United States Communications and Foreign Trade
Communications. – After a period in which it seemed that the railroad was to definitively give its driving role in the US economy to other means of transport (especially cars and planes), the introduction of faster trains with the substantial modernization of the network has relaunched the fortunes of this medium. Nonetheless, the streamlining involved the closure of some sections, so that the network complex was about 331,000 km long in 1975, 10% less than ten years earlier. The railway continues to accommodate a gigantic movement of goods, which in the last decade has expanded by more than a quarter, approaching 3.5 billion tonnes, while passenger traffic has contracted by more than 40%, around 272 millions of individuals a year.
The construction of the new San Lorenzo waterway for access to the Great Lakes involved a restructuring of the fleet of lakers and canallers, the vessels in circulation on most of the inland waterways (the special fleet of the Great Lakes today tonnes approximately 1,560,000 t) and substantial modernization works of lake landings and canals connected to the Great Lakes-San Lorenzo system; this has allowed for a massive increase in internal traffic: in the section between Montreal and Lake Ontario alone, the movement exceeded 50 million tonnes at the end of the 1970s.
The road network of the USA in 1977 exceeded 6 million km, 80% of which was asphalted; among them, 1,029. o00 km formed the complex of urban roads. There were also about 7,500 km of toll motorway sections (compared to 500 in 1940) and another 1,700 km were under construction. Traffic on this gigantic road network has reached a level that is unique in the world, powered by 143 million cars, of which over 114 million cars.
Maritime navigation, ports and air navigation. – After the Second World War, a large part of the US fleet, greatly strengthened during the war effort, proved to be inadequate or economically exuberant to face international competition on the freight market. This led to a drastic reduction of the total tonnage: as of 1977 there were approximately 4,500 ocean vessels in operation with a total gross tonnage of over 13.7 million tonnes, equal to less than 5% of the tonnage of the world maritime fleet (ten years previously the capacity was almost 23 million tons, equal to 18.5% of the world total).

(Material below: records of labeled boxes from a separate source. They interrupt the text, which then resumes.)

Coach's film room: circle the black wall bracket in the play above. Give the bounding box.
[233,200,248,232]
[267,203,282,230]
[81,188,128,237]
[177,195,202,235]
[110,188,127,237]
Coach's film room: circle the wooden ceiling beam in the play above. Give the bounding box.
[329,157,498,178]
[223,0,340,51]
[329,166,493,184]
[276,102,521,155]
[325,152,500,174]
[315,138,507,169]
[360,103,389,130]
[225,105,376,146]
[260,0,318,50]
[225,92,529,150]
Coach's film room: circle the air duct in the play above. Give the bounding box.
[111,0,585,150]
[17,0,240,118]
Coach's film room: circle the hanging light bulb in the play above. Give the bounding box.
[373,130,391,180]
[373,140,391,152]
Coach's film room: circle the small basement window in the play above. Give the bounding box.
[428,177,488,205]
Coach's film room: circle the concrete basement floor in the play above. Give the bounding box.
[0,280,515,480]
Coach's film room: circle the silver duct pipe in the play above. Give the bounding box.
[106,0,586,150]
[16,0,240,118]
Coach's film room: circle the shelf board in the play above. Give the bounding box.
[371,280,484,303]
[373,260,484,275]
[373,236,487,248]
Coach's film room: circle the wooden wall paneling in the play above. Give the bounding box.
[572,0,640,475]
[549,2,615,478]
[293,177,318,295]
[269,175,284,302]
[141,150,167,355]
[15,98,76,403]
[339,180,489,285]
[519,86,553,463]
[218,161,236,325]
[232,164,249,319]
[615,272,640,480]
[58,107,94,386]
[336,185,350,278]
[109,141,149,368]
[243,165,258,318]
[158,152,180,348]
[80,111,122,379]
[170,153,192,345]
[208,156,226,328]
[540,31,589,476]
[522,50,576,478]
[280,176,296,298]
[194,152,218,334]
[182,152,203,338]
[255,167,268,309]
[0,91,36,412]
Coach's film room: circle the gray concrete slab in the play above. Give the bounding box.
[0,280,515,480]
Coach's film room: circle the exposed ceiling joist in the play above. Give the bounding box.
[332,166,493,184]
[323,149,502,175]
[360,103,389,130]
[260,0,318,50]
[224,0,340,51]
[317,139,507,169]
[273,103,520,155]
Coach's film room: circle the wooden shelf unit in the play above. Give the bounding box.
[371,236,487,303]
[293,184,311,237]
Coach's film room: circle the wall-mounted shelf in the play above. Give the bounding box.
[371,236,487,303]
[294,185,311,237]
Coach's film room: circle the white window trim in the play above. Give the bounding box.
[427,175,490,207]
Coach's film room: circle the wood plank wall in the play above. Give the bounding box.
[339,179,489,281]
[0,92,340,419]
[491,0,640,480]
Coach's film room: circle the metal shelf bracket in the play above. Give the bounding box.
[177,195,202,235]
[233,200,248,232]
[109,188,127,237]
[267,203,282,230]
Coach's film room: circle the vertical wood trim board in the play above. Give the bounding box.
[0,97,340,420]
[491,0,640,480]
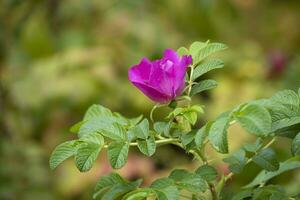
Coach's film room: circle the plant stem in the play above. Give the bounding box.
[104,138,179,148]
[218,137,276,192]
[187,65,194,96]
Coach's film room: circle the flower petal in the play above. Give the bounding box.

The US-flagged shipping participates for about 6% in the movement of the Confederation’s ports, which in 1970 totaled more than 580 million tons. More than a fifth of this movement belongs to the port of New York alone (132 million tons of traffic in 1977, of which 60 of international movement); however, this port has lost its position of world supremacy, which is now far surpassed by the European port of Rotterdam (271 million tonnes). The rise of traffic in the ports of the Gulf of Mexico is spectacular, where oil tankers operating on national routes dock above all: New Orleans reaches nearly 100 million tonnes, mainly at embarkation; Houston hit 90 million, Baton Rouge hit 74 million. By comparison, the position of the Atlantic ports appears almost static despite the large amount of traffic: the Philadelphia system moves 49 million tons a year, 38 in Norfolk, 39 in Baltimore. On the Great Lakes, the opening of the San Lorenzo waterway has allowed great leaps forward at the major airports: traffic in Chicago has increased to 18 million tons, that of Duluth to 30 million.
The network of air connections in the USA has further intensified, assuming gigantic proportions: in 1971 there were 12,000 stopovers for aircraft and 154,000 civil aircraft; in the same year the US air fleet made 175 million flights on international lines and 156 million on domestic lines, with an enormous movement of passengers (245 billion passengers / km) and goods (8 billion t / km). This fleet is strengthened thanks to the introduction of a good contingent of supersonic aircraft, more and more capable, while the use of helicopters for short-haul flights is becoming more widespread (there were almost a thousand heliports in 1971).
Foreign trade. – While the direction of the main currents of international trade belonging to the USA has undergone limited changes, given the universality that characterizes the commercial relations of this economic power, a radical change has affected the consistency of inflows and outflows, since the constant and clear dominance of exports over imports was reversed in the late 1960s. The phenomenon is linked to the exceptional increase suffered in recent times by imports of raw materials and to the revaluation of these goods, facts which have had a very serious impact on the trade balance of payments in the USA. The main incoming items are precisely made up of raw materials (oil, newsprint, copper, semi-finished metal products), as well as from foodstuffs; the products of the mechanical industry (today in particular electronics, automotive and aeronautics) always prevail, followed at a long distance by chemicals and cereals. Almost a quarter of the traffic takes place with Canada and an almost similar share with Western Europe (especially with the Federal Republic of Germany), while a growing role belongs to Japan (10% of the total movement), which is mainly exporter of finished products on the US market.